Today I found myself late to work because I discovered the simple joy of hot laundry.

When I got out of bed, it was freezing in my house. This is because I love to sleep in the cold, and because I love fresh air circulating through the rooms of my house.

[Note: One of the most disgusting things, in my humble opinion, is when people sleep with their windows and doors shut in their bedrooms. In the morning, their rooms always have that weird "sleeping people" smell - it's kinda warm, and stale, and filthy, like old socks and dirty hair and a mixture of sex and bad breath, all combined and made airborne. Totally wrong.]

This morning, though, the chill was more than refreshing -- it was possibly dangerous. As I lay there in bed (a pillowtop, with a heating mattress cover beneath my sheets and a feather comforter over me -- glorious) with my nose peeking out, I actually saw my breath -- my breath! -- puffing out over the top of my covers and lighting up the dark room like a warning. The warning was that if I set foot out there I might not make it.

But I had to get up a bit early, having left clothes damp in the dryer the night before. I knew if I didn't get up to turn them on, I'd have nothing to wear to work -- a fate worse than frostbitten extremities.

Propelled by this thought, I gathered my courage. After taking one more deep breath of the warm air beneath my comforter, I threw off the covers, sprinting for the door. Pausing to slide into my cheetah-print slippers, and sidestepping the cat, I flung the door open, raced down the stairs, turned the dryer dial and slapped the "high" and "on" buttons before spinning around and hurtling myself back up the stairs, through the door and back into bed (slippers still on). The whole trip likely took me less than 2 minutes, but my nose was still an icicle by the time I finally jerked the covers back over my head.

25 minutes later, my alarm went off. This was the second call -- the one where I legitimately had to get up in order to get the laundry, dress, make coffee and get to work on time. Again, I steeled myself. At least this time I already had my slippers on.

Off, again, went the covers and out the door I scurried, down the stairs and to the dryer. I whipped the dryer door open, plunging my hands into my clean, dry clothes, gathering them to my body and taking them back into my living room.

Only once I was back in my apartment did I realize my arms and chest were suddenly nice and warm. The almost burning-hot clothes were heating me up, and it was heavenly. No sooner did I discover this than I found myself lying on my floor in my pajamas and slippers, covered in my pile of scalding hot laundry.

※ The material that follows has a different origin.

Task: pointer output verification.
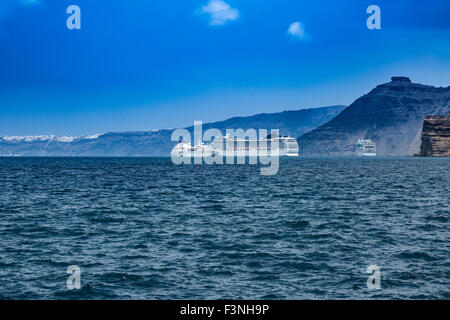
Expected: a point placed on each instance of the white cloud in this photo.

There I lay, a ridiculous-looking, breathing pile of laundry on the carpet, moanind and reveling in the sensation of the metal buttons of my just-dried jeans burning my exposed knees and forearms, the glorious waves of heat from the dark, heavy towels pressing down... I was euphoric, delirious with pleasure and brilliantly saved from a certain death in the frigid duplex I call my home.

A half hour or so later, I woke up on my floor to a rapidly lightening sky and the nudging of my purring, drooling cat, who was deliberately and happily adjusting herself in her little hot nest on top of me and the pile of cooling clothes.

If I could have re-heated them I might have done that all day.

As it was, I heaved the cat and clothes heap off me and went about my morning routine after hanging up the clothes, my temporary escape, under the resentful gaze of the displaced (and newly chilly) feline.

If you haven't done this, you must. Pick a cold, rainy day, put in a huge load of towels, and heat 'em up. Best 30 minutes you ever spent on the floor.